21. There were a number of gaps in the appellant's account which he was unable to explain and there was no plausible evidence to support the appellant's claim to being a high ranking official in the BNP Party. Mr Liton's evidence was referred to at paragraph 57. The Immigration Judge was entitled to conclude that evidence did not add anything to the overall picture. I do not consider that the Immigration Judge adopted an over narrow view of credibility by regarding themselves bound by his overall adverse assessment thereof when viewing individual documents. I accept that the Immigration Judge could have expressed himself better in the final sentence of paragraph 54 of his decision, however.

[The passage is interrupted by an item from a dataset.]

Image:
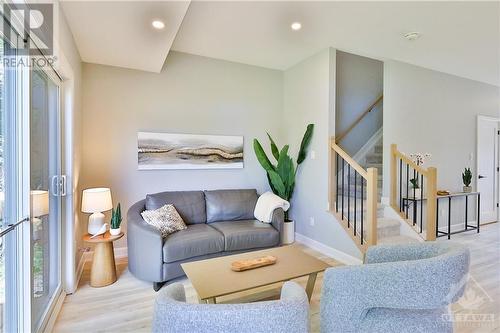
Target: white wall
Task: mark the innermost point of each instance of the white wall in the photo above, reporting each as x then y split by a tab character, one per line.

22. I have concluded the Immigration Judge reached a decision he was entitled to reach on the evidence before him and there is no material error of law in the decision of the First-tier Tribunal. The appeal to the Upper Tribunal is therefore dismissed.

Notice of Decision

The appeal against the decision of the First-tier Tribunal is dismissed. Accordingly, the decision of the First-tier Tribunal under the Refugee convention and under the ECHR stand. The claim to international humanitarian was also rightly dismissed by the First-tier Tribunal.

No anonymity direction was made by the First-tier Tribunal and I make no anonymity direction.


Signed Date 17th January 2019

Deputy Upper Tribunal Judge Hanbury



TO THE RESPONDENT
FEE AWARD

No fee is paid or payable and therefore there can be no fee award.